My view of the prorogation of Parliament

Many constituents have contacted me about my view on the prorogation of Parliament, which is why I wanted to update you all with my view on this matter.

The prorogation of Parliament does, in the normal course of events, occur every year to allow a new Parliamentary session and for a new Queen’s speech that lays out a new legislative agenda. However, Parliament has not been prorogued since 2017 which means that the current session of Parliament is the longest that has been held since the ‘Long Parliament’ of 1640.

I am pleased that in the last month, Boris Johnson has set out a strong domestic agenda to recruit 20,000 new Police Officers, expand the number prison places by 10,000, invest in the National Health Service and education. The Parliamentary time taken up by the Brexit process has however prevented many items of domestic legislation from being passed. As society and technology evolve, legislation must also evolve in order to be relevant and effective. After the Brexit process is complete, the Government must now focus on this legislative agenda which a Queen’s speech will initiate.

The opposition have also been consistently demanding that prorogation take place. In particular the Shadow Leader of the House of Commons, Valerie Vaz MP, has regularly called for Parliament be prorogued so that the Government can set out its new legislative agenda.

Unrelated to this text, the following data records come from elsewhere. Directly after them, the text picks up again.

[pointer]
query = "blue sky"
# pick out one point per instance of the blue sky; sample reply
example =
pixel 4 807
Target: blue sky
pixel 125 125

On the other hand, I appreciate that some people are concerned that prorogation will prevent Parliament from sitting, however the vast majority of prorogation will take place during the conference recess, resulting in only around four ‘sitting days’ being removed from the Parliamentary calendar.

I am also aware that there is opposition to the prorogation of Parliament, as people interpret that it will thwart the attempts of some MP’s to stop Brexit, replace Boris Johnson and call a General Election. However, Parliamentary process will remain available to MP’s in the coming week if they wish to take those courses of action.

Despite these challenges, the Government remains committed to leaving the European Union on October 31st. In addition to the scrutiny and debate that MP’s have been able to carry out on the matter of Brexit over the last 3 years, the government has also allowed more time in the Parliamentary calendar for a new deal to be placed before Parliament and debated by MP’s following the European Council meetings of 17th/18th October.

The prorogation process and the introduction of a new Queen’s Speech will allow the government to put forward its new domestic agenda to improve lives across the country and also deliver on the democratic decision of the 2016 referendum.